A General Multilayer Analytical Radiative Transfer-Based Model for Reflectance Over Shallow Water

Shallow waters hold ecological and economic importance. Traditional reflectance forward models, such as Hydrolight and Monte Carlo (MC), are difficult to access or time-consuming. Two-stream models show great performance in radiative transfer simulation, but most of them are applied in other mediums, or ignore the asymmetry scattering characteristic of shallow water. In this paper, we propose a general multilayer analytical radiative transfer-based (GMART) model considering the realistic volume scattering function of water body, which is theoretically applicable for various shallow waters. GMART results are validated against Hydrolight and MC. The mean absolute percentage error (MAPE) of GMART and Hydrolight remote sensing reflectance ( R_rs ) among different combinations of the bottom depth, solar zenith angle and wind speed spans in ranges of 5.37%-28.86%, 3.37%-39.28%,and 4.91%-26.73%, with root mean square error (RMSE) values from 1.73×10 ^-4 -4.49×10 ^-3 , 2.68×10 ^-4 -1.85×10 ^-2 and 1.59×10 ^-4 -2.92×10 ^-3 sr ^-1 , respectively, for the coral, sand, and seagrass bottom. Comparisons of the bidirectional reflectance function with Hydrolight and MC indicate the capacity of GMART to compute bidirectional reflectance.

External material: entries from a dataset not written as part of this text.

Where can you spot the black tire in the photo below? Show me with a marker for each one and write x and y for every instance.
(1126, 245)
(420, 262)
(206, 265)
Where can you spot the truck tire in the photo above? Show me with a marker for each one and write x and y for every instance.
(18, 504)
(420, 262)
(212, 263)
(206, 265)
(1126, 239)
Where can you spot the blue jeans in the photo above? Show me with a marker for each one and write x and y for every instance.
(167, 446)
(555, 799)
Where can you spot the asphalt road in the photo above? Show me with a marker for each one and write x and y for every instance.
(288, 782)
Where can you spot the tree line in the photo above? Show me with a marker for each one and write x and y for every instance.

Additionally, a comparison with field measurements is carried out. The minimum MAPE and RMSE between the modeled and measured normalized R_rs among several stations in the Sanya coastal area are 13.99%, and 0.061, respectively. The mean MAPE and RMSE among 6 stations are 21.38% and 0.083, respectively. The field validation underscores the feasibility of the model in shallow water radiative transfer. Compared with MC, the computational efficiency of GMART is much higher. The new model is shown to be an alternative and efficient tool capable of addressing shallow water-related challenges across diverse environmental conditions.